En juillet 1969, un nouveau plan Triffin est publié, préparé pour la réunion du comité Monnet de Bruxelles des 15-16 juillet, qui reprenait l’idée d’une centrale européenne des réserves. Mais c’est là où l’on voit la perfide Albion à l’œuvre, voulant obliger l’Europe non seulement à la renflouer, mais à se laisser sodomiser ensuite, en acceptant de lui céder sa souveraineté monétaire !

L’originalité de ce nouveau plaidoyer en faveur d’un Fonds européen de réserves, insiste Garelli,réside dans le lien qu’il établit avec le problème de l’adhésion britannique, soulignant que la majeure partie des crédits déjà accordés au Royaume-Uni provient des pays de la CEE, demandant la transformation des avoirs étrangers en sterling (dettes britanniques « incertaines ») en créances garanties et certaines sur le Fonds.

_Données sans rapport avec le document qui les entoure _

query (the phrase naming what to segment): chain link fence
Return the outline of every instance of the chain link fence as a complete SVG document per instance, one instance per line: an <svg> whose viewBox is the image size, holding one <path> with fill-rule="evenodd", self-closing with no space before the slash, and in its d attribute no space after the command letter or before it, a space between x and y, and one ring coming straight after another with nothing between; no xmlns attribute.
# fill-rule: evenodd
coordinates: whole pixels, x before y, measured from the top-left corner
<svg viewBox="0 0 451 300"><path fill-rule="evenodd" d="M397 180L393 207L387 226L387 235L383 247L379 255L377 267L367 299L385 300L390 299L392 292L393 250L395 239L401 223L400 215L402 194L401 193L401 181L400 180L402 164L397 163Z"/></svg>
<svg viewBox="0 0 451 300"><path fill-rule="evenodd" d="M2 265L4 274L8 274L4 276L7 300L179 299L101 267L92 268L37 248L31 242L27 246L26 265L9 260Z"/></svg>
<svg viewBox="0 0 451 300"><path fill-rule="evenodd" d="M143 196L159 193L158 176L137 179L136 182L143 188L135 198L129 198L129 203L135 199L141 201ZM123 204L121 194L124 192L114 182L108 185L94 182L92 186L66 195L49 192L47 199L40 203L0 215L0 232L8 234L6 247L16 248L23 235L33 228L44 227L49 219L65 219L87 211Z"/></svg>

En lisant Garelli, on voit défiler l’histoire terrible de l’Europe depuis vingt ans, livrée au pillage des groupes financiers, une histoire dont ceux qui ont fondé le Groupe Inter-Alpha ont été partie prenante depuis la fin des années 50. « Avec une monnaie commune, toutes nos places, travaillant avec le même instrument, s’ouvriraient les unes aux autres, chacune apportant, en plus de ses propres ressources, les trésors de ses techniques et de ses spécialités. Aucune place ne serait à négliger pour la reconstitution d’un marché de capitaux. » Mais c’est surtout « avec l’entrée de la Grande-Bretagne, [que] cet élargissement prendrait, sur le plan bancaire et financier, tout son sens. Aux divers avantages et à toutes les facilités de Paris, de Francfort, d’Amsterdam et d’ailleurs viendraient s’ajouter les immenses ressources de la place de Londres : celles-ci ne consistent pas seulement en moyens financiers, qui restent considérables ; elles tiennent aussi et surtout à ses trésors de technique bancaire et financière qui, en dépit de toutes les faiblesses de la livre, n’ont rien perdu de leur valeur et de leur efficacité. (…) La cité reste championne dans l’art de rassembler rapidement les capitaux et de les mobiliser aux fins les plus diverses selon les méthodes les plus appropriées à chacune d’elles. »

Et voilà comment l’Europe indépendante de la finance anglo-américaine, que de Gaulle et Adenauer avaient voulue, une Europe de progrès tirée par la recherche scientifique et le développement industriel, est devenue une dépendance de la première place financière du monde, la City, et la proie de son pillage financier.